Farmers set to sue over E. coli warning

Farmers set to sue over E. coli warning
Photo: DPA
Farmers are threatening to sue German health authority the Robert Koch Institute and the Federal Consumer Ministry for damages over warnings about eating vegetables made to the public in the wake of the E. coli bacteria outbreak.

The Northern Horticultural Association and the Farmers’ Association of Hamburg announced Friday they were considering legal action over what they say has needlessly damaged their business.

“With this claim, we are taking action against the warning by the Robert Koch Institute (RKI) from last Wednesday against the consumption of vegetables in northern Germany,” said Paul Helle, the head of the Northern Horticultural Association, which represents small commercial farms known as market gardens.

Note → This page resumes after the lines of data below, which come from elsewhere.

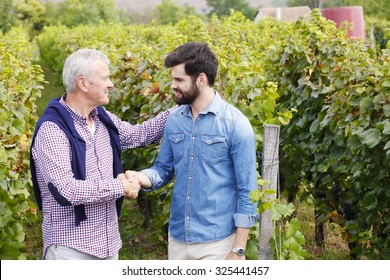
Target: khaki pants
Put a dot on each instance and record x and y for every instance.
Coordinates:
(217, 250)
(56, 252)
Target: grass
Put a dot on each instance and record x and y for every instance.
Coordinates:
(141, 243)
(335, 247)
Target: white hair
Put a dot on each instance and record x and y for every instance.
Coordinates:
(79, 64)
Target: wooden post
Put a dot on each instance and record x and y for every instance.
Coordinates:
(270, 171)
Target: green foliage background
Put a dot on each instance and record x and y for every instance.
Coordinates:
(20, 85)
(329, 92)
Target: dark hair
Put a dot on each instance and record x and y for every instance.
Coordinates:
(198, 58)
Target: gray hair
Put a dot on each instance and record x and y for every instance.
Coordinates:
(79, 64)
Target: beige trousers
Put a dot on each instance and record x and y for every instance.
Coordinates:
(217, 250)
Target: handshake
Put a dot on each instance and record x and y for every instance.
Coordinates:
(133, 181)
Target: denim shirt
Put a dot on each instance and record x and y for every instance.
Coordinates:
(214, 160)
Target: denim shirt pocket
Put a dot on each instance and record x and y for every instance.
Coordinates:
(213, 148)
(177, 143)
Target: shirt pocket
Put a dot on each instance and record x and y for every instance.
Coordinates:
(214, 148)
(177, 144)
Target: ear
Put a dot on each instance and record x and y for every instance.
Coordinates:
(82, 83)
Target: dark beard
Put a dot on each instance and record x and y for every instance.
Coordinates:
(189, 96)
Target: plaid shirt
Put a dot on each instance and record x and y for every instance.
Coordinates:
(99, 234)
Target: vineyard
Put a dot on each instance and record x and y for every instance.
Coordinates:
(328, 92)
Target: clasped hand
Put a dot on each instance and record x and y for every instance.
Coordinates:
(131, 185)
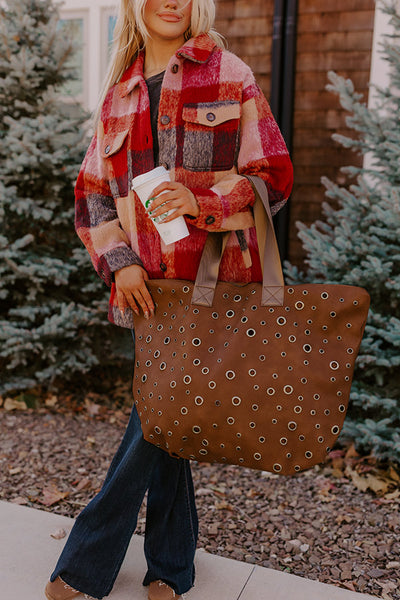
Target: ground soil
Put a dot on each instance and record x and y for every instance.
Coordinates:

The RKI, the government’s top advisory body on public health, this week warned against eating uncooked tomatoes, cucumbers and leafy salads in northern Germany after the outbreak of the potentially deadly E. coli bacteria.

Helle said that since Wednesday he had counted at least 100 market gardens in Hamburg that had suffered financial losses. Across the whole north of the country, more than 1,000 businesses had been affected by the RKI warning, he said. This number could climb further.

“From the severity of the damage, the situation is definitely comparable to the one that existed 25 years ago during the Chernobyl catastrophe.”

The farmers’ group said they wanted to first investigate the precise extent of the damage before they mount their legal action.

Since the original warning, authorities in Hamburg have identified four cucumbers contaminated with the bacteria, which has killed five people and made hundreds sick. Three of the cucumbers came from Spain and the fourth is of unknown origin, though some media organisations have reported that it came from the Netherlands.

Farmers across northern Germany have spent the past two days disposing of tonnes of these products. Even after the Spanish link was established, consumers have remained sceptical of German produce.

“In Lower Saxony alone, five bulk purchasers have cancelled their orders of vegetables,” Axel Boese of the Professional Vegetable Gardeners of Northern Germany said on Friday. “Vegetable growers are being hit hard when consumers reject fresh vegetables for a few days.”